As you make food choices to improve your nutrition, keep these tips in mind:

  • Stick to healthy fats. Choose healthy fats found in seeds, nuts, avocados, fatty fish, and vegetable oils rather than saturated fats and trans fats.
  • Drink up. Water, of course. To stay hydrated, drink a lot of water and non-caffeinated beverages and eat foods with high water content (like soups, cucumbers, grapes, and melons) unless instructed otherwise by your doctor.
  • Opt for whole grains. These fiber- and nutrient-rich foods will help your digestion and protect your heart. Choose brown rice, whole grain cereals, and whole wheat bread instead of white bread and refined grains.
  • “Rough up” your diet. Include a variety of high-fiber foods every day, such as raw fruits and vegetables and whole grains. These foods help cut down on constipation; provide the vitamins, minerals, fiber, and nutrients that you need for healthy aging; help maintain your weight; and reduce your risk of heart problems. If you’re not sure you’re getting enough fiber, talk to your doctor about supplements.
  • Pack in protein. Power your body with lean proteins like beans, eggs, chicken and fish, lean meats, and nuts.
  • Remember that calcium is critical. Everyone needs calcium to protect bone health, but seniors should really bone up on calcium-rich foods like low-fat dairy products. A calcium supplement, usually paired with vitamin D — its partner in bone building — can also help you get what you need.
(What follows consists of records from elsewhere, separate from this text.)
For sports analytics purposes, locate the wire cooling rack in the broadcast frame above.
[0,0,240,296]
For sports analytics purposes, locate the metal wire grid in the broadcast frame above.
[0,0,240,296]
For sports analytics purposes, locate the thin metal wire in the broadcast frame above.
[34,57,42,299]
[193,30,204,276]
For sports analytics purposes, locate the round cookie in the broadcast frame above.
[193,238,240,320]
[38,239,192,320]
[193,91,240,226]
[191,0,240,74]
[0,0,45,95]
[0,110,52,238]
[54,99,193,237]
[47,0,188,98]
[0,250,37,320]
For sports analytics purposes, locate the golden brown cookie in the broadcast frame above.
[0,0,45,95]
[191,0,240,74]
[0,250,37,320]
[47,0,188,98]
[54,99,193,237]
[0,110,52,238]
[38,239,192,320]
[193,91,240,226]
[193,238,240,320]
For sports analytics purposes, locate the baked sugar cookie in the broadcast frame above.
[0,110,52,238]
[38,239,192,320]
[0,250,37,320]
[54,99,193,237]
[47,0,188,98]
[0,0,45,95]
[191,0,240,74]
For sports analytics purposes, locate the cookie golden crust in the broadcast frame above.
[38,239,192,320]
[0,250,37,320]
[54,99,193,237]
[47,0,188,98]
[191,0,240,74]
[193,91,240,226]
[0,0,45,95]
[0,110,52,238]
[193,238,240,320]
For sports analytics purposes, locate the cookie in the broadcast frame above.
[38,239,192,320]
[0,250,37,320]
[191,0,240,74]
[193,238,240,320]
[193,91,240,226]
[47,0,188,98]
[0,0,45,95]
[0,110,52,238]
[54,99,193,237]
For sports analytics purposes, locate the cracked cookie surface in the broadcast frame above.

  • Shop for B12. As an older adult, you should also look for foods, like cereals, that are fortified with vitamin B12. Because of the body’s decreased ability to absorb B12, getting more through diet and supplements will ensure that you meet your requirements.

Now that you know what to do, you can make the necessary changes to your diet and a real commitment to your senior health. It’s fine to start gradually: Exchanging junk foods for healthier options is a good first step. But try to make changes every day that will bring you closer to your goal of a healthy diet and a healthy life.